Weiss v. Dabon

Certain real property owned by the defendant in the city of New Orleans was sold under executory process issued at the instance of plaintiff. In order to execute *Page 1042 an unincumbered title to the purchaser, this proceeding was brought by plaintiff to obtain the cancellation from the mortgage records of two inscriptions recorded therein by the respondent Angele Lagarde. From a judgment ordering their cancellation, the said respondent is prosecuting this appeal.

The inscriptions are:

1. Notice of suit filed by the appellant, Angele Lagarde, against the defendant and her brother, Celestin Dabon, Jr., to recover an undivided one-half interest in certain property inherited from their father and also compensation for services rendered.

2. An affidavit filed by appellant on January 25, 1924, claiming a lien and privilege as a creditor on the property inherited by the defendant, Olivia Dabon Greenwood, from her father.

The suit referred to in the inscription hereinabove first mentioned was decided by this court on November 5, 1923; the decree becoming final on January 25, 1924, when the rehearing applied for was refused. This court held that the plaintiff in that suit, the appellant here, had no interest in the property nor any claim for services rendered; but that she did have a claim for reimbursement for any moneys she might have furnished the deceased. The case was then remanded in order that she might have an opportunity of establishing her said claim for reimbursement; the plea of prescription interposed thereto being referred to the merits. See Lagarde v. Dabon, 155 La. 25, 98 So. 744.

The notice of lis pendens was placed of record by the appellant under the authority of Act 22 of 1904. The statute provides for such recordation where the action affects the title or asserts a lien or mortgage upon immovable property. But this court held that appellant had no interest in or lien upon the property of the decedent. The action reserved to her was merely a personal one for the reimbursement of certain moneys alleged to *Page 1043 have been furnished (i.e., loaned) to him. Therefore, the inscription should be erased from the public records. In fact, under section 3 of the statute, the previous judgment would have so ordered, if the matter had been properly placed before the court.

The inscription of the affidavit wherein appellant claims to be a creditor of the deceased is without any legal effect. It was made upon the theory that her action is one for a separation of patrimony, and that the recordation of the notice of lis pendens within three months after the judgment sending the heirs into possession preserves her privilege arising from said demand. Civ. Code, art. 3275.

By Civ. Code, art. 1456, "the suit of separation of patrimony must be instituted within three months from the express or tacit acceptance of the heirs; after the expiration of this term, it is not admitted."

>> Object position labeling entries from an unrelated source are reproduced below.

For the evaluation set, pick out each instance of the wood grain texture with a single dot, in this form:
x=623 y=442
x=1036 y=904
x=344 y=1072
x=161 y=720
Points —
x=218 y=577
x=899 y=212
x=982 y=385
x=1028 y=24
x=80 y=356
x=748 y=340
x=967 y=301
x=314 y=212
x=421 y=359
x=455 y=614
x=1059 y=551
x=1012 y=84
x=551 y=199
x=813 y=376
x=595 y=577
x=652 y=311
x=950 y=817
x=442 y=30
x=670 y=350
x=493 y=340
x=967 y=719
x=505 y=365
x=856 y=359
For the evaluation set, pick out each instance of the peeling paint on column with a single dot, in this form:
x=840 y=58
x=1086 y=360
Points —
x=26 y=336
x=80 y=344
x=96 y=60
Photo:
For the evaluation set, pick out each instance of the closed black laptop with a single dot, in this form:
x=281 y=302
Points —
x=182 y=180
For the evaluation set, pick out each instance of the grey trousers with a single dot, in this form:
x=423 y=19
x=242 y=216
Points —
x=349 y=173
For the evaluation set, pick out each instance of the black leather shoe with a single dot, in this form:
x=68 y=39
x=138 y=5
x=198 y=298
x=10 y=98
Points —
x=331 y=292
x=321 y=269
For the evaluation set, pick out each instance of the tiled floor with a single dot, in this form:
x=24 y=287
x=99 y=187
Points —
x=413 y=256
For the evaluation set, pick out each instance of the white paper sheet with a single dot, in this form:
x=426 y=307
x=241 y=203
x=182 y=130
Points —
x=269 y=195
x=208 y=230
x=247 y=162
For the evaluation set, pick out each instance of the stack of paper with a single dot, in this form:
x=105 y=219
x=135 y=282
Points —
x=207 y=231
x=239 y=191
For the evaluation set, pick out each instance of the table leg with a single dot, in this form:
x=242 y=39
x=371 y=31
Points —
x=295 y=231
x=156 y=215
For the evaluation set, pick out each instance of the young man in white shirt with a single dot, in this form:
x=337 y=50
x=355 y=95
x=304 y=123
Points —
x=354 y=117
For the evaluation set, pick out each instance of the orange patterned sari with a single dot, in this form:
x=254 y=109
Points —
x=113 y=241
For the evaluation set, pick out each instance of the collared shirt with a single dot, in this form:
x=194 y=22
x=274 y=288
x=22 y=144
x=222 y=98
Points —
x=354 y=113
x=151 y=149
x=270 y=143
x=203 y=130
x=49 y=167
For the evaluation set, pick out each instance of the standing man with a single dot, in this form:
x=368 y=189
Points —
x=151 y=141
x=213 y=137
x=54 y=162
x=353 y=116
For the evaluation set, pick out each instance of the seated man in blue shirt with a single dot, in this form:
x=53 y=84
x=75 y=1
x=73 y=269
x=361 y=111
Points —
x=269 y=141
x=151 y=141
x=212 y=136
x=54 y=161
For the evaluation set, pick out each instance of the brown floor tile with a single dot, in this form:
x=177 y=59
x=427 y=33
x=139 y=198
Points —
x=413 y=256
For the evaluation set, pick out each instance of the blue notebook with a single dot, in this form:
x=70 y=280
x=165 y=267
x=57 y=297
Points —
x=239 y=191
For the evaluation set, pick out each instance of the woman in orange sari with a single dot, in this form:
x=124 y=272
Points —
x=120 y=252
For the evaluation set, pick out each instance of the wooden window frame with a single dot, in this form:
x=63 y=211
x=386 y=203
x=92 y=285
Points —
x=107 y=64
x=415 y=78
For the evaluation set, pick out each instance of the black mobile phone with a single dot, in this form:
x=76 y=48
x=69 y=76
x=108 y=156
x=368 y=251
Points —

Celestin Dabon, Sr., died June 28, 1919. More than seven months thereafter, namely, on February 9, 1920, his children and forced heirs applied to be recognized and sent into possession, and judgment was rendered accordingly. Appellant's suit was filed and notice of lis pendens recorded on April 24, 1924.

Whether the heirs tacitly accepted their father's succession prior to their formal and express acceptance thereof in February, 1920, we have no means of ascertaining, because, upon the defendants' objection, the court below refused to go into the question of separation of patrimony on the ground that plaintiff had not set up any such claim in her petition.

There is not in the suit instituted by appellant any demand whatever for a separation of patrimony; nor has she complied, moreover, with Civ. Code, art. 1457, which declares:

"The petition for separation of patrimony shall not be received unless it be accompanied with the sworn declaration of the creditor or creditors parties to it, that they believe the *Page 1044 heir is embarrassed with debts, and that they have reason to believe that his personal debts will absorb the effects of the succession to their prejudice."

For the reasons assigned, the judgment appealed from is affirmed, at appellant's cost.